There are two possible architectures we have bandied about. The first one is the one my group is most familiar with: the Microsoft stack of SQL Server, Entity Framework, and ASP.NET Web API. We build almost all of our other apps using this stack, and so development time would be much quicker if we use this setup.

The second possible architecture involves a less-familiar but theoretically more-performant stack: Redis, Dapper, RabbitMQ, and Web API, implemented using the Command Query Responsibility Segregation (CRQS) pattern. In theory, this architecture would allow the system to more redundant, more scalable, more performant, more testable, more everything (at least according to Jerry). Problem is, with the exception of Web API, nobody on my team has ever developed any products using these technologies or patterns.

So, since we lack the experience to make an educated guess as to which technology stack is "better", we wanted to use metrics to help us make a more informed decision.
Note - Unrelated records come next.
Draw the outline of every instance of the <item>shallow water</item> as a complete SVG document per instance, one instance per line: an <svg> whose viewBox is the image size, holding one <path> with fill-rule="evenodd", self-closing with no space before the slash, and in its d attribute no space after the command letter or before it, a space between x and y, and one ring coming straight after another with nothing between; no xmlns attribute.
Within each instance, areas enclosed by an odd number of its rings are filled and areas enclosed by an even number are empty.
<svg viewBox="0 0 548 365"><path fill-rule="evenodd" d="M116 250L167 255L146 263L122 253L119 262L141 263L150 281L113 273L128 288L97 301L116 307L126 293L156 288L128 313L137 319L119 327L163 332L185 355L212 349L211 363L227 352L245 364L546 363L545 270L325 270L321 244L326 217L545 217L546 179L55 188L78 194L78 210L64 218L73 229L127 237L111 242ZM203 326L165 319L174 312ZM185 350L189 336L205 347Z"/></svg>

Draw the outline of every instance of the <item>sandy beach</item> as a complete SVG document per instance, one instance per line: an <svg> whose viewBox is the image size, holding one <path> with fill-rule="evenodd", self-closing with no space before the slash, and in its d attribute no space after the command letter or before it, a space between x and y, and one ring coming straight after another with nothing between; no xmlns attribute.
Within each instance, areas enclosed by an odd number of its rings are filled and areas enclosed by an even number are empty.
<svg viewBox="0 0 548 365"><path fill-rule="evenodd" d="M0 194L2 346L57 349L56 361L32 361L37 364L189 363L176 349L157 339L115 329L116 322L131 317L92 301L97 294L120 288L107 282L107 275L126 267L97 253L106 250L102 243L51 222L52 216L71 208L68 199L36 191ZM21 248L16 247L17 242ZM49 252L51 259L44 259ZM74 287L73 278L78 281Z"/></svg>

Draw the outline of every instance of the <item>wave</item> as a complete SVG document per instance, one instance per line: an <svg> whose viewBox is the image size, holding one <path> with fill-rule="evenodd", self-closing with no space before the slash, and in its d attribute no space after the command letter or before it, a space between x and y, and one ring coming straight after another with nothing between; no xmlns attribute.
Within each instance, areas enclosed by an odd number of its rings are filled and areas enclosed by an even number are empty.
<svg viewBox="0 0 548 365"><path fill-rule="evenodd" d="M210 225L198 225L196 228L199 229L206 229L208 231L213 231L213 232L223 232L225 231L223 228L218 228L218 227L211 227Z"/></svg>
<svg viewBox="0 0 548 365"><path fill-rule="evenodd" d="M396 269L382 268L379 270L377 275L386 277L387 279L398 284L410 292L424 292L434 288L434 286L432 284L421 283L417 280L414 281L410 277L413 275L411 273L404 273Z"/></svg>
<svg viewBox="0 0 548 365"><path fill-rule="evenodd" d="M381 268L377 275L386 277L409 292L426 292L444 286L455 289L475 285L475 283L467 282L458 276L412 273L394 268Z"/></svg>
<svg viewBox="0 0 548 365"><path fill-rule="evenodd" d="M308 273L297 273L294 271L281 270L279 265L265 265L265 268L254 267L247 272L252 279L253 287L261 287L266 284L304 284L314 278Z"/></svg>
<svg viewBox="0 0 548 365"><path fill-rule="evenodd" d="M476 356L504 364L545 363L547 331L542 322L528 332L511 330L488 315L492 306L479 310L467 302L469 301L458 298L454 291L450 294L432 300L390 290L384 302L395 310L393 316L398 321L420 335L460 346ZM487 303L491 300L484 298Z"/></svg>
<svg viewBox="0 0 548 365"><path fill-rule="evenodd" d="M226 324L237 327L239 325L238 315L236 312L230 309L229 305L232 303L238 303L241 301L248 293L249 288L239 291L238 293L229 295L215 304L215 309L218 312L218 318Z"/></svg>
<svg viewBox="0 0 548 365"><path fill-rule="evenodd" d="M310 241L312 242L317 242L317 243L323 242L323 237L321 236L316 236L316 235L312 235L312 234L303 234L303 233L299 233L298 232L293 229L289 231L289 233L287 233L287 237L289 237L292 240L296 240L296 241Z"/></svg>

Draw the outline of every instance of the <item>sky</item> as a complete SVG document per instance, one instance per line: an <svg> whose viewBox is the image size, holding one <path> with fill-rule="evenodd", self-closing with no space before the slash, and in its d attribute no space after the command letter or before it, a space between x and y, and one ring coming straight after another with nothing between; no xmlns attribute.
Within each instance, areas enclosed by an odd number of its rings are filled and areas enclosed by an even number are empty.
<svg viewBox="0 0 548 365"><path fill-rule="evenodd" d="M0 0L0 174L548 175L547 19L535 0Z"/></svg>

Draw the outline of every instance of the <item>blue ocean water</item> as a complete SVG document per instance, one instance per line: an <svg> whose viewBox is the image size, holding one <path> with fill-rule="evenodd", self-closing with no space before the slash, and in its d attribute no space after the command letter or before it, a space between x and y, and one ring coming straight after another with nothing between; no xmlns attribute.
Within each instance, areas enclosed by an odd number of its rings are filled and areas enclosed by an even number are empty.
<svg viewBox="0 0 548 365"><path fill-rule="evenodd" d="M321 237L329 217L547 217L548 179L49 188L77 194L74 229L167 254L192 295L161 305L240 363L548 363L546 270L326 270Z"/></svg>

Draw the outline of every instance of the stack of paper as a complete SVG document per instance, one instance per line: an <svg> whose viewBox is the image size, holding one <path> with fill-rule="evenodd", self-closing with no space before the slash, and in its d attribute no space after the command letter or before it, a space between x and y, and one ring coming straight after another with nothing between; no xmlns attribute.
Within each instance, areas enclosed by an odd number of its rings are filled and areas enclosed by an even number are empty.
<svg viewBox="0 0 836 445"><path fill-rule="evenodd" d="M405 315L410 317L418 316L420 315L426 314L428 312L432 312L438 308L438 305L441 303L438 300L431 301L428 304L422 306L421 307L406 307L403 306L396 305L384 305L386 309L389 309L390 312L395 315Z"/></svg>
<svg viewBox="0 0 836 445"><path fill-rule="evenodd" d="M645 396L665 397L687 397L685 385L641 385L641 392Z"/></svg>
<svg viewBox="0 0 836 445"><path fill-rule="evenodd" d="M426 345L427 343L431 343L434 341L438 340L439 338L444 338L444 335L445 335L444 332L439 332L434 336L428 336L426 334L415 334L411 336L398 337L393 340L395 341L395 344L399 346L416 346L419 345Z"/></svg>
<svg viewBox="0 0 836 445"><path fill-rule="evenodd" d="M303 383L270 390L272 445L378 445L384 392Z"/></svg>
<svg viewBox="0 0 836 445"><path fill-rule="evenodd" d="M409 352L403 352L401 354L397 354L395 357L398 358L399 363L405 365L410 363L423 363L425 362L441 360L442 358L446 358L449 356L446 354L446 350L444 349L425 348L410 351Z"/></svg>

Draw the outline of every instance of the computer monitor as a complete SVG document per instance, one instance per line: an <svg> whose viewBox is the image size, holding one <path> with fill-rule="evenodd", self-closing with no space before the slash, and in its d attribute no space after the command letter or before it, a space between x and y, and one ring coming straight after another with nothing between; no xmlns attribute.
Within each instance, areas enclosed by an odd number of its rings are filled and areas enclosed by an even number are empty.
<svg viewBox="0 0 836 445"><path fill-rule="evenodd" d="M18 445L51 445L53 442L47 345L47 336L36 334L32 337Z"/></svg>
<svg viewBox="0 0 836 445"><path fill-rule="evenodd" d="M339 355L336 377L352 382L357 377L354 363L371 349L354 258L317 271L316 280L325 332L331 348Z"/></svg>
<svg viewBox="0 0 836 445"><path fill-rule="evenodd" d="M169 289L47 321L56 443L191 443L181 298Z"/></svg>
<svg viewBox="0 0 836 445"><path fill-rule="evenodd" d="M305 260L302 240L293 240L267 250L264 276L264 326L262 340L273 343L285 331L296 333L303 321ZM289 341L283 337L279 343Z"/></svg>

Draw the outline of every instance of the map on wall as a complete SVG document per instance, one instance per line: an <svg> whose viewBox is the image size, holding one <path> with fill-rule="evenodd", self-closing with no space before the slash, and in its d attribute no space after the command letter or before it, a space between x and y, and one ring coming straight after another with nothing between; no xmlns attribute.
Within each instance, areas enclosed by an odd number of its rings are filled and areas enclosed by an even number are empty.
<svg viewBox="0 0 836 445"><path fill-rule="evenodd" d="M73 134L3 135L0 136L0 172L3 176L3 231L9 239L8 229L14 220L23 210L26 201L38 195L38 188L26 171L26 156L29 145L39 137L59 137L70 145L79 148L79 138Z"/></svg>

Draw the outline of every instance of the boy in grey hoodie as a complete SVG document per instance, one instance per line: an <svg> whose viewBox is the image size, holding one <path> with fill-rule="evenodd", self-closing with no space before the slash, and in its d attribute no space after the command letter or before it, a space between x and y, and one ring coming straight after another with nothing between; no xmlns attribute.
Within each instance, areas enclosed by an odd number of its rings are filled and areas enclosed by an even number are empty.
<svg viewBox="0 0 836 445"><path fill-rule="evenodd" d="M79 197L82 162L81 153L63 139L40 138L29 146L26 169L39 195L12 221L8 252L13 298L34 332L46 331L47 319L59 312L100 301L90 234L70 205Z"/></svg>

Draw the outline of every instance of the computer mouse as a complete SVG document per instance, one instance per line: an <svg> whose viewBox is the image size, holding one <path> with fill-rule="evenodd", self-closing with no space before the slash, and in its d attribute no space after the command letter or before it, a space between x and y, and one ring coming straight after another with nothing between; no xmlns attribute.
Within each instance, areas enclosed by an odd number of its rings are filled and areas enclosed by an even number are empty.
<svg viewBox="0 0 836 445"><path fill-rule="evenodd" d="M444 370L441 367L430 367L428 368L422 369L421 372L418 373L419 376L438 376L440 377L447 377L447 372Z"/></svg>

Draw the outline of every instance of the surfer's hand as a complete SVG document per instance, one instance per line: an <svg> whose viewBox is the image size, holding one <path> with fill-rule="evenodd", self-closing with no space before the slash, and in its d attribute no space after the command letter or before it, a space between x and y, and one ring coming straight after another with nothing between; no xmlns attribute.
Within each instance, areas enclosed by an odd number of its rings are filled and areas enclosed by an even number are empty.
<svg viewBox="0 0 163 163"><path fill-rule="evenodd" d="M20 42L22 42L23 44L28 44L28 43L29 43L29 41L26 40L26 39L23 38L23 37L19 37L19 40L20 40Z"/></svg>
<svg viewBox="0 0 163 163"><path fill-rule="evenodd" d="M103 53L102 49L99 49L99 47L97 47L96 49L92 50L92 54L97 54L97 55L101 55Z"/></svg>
That, unfortunately for us, proved to be impossible.

Blindfolded Decision-Making

There's an implicit assumption in the desire to use data to make a decision, and that is that said data exists.

Our thought process went like this: if we can determine the amount of load this system will need to handle, we could make a better decision on which architecture to use (moderate load = familiar stack, heavy load = performance stack). Say we choose to go with the full MS-stack (SQL Server, Entity Framework, Web API), which many (including both Jerry and Frank) have argued will be less optimized and less performant than the theoretically-optimized stack (Redis, Dapper, RabbitMQ, Web API). In an absolute sense, we will be picking the slower option. Do we care? Even if it is the slower of the two options, would it be fast enough for our purposes?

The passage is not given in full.